Morbidity-contingent monetization, a key element of the proposed intervention, is not entirely unprecedented. Currently on the market are products with similar partial-to-full monetization features such as accelerated death benefits (ADB), carrier buyback, and enhanced cash surrender value, all being quasi “add-ons” that require morbidity-contingent nonforfeiture valuation. While, most of these insurance products are subject to additional charges, ADB for terminally ill is usually attached as a free rider to a life insurance policy. This is because historically, the coexistence of the viatical settlements market and ADB for the terminally-ill has ensured that the latter has become a standard feature of life insurance, with little or no surcharge.

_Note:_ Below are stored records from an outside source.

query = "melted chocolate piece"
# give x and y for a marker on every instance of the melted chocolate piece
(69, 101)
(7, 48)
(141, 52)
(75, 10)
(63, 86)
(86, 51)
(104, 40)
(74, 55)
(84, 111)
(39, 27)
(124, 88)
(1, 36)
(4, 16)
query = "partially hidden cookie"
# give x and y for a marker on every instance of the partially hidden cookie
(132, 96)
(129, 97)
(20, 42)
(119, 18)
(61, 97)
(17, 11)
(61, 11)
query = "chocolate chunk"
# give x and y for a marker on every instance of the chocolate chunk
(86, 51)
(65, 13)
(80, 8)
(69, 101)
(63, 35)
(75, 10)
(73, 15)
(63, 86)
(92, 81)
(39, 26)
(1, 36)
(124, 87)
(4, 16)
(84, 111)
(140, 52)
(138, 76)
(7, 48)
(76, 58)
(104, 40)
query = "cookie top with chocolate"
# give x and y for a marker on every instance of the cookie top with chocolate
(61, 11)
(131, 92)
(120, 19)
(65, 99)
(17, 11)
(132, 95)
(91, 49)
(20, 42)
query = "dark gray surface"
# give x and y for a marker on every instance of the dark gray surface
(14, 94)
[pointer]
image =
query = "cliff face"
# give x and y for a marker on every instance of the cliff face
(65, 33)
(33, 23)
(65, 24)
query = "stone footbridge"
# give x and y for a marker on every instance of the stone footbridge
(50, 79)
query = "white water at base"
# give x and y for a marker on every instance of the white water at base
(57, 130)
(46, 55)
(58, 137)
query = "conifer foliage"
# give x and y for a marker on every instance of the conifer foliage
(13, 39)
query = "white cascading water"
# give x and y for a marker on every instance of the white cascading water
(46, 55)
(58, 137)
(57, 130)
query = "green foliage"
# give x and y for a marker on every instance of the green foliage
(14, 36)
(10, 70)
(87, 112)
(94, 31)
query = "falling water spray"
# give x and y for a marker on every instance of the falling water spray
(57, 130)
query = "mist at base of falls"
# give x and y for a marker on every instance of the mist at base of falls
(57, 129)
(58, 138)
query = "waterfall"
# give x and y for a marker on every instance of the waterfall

Insurance companies that did not factor in the effect of the secondary market at pricing would be exposed to unexpected losses, and would consequently try to remedy this ex-post, i.e. by increasing the cost of insurance retrospectively. However, this would come at the cost of the potential lawsuits and reputational damage.
Through a mandated secondary sale regime, carriers internalize life settlement and foster a universal and competitive secondary market that naturally features a valuation of policies unconditionally pegged to their economic value. In anticipation of this potential ultimate equilibrium underpinned by continuous monetizability of policy value, insurance companies would need to switch lapse-supported pricing to front-loading, “mortality-focused” pricing.
A competitive secondary market as a result of such reform propels realization of the economic value of life insurance, consequently maximizing insurance utility to policyholders and augmenting the welfare of society. We suggest that life insurance carriers make a prompt business model transition to embrace and participate in the secondary sale of policies, instead of avoiding or resisting it. With increasingly more legislation getting issued in favor of life settlement (e.g. Brady, 2017), the proposed reform is a progressive rather than an aggressive one. It helps accelerate the transition into the market’s new normal. We are confident that the new equilibrium reached through the proposed paradigm shift will yield a higher market efficiency and a utility-premised wealth transfer among consumers.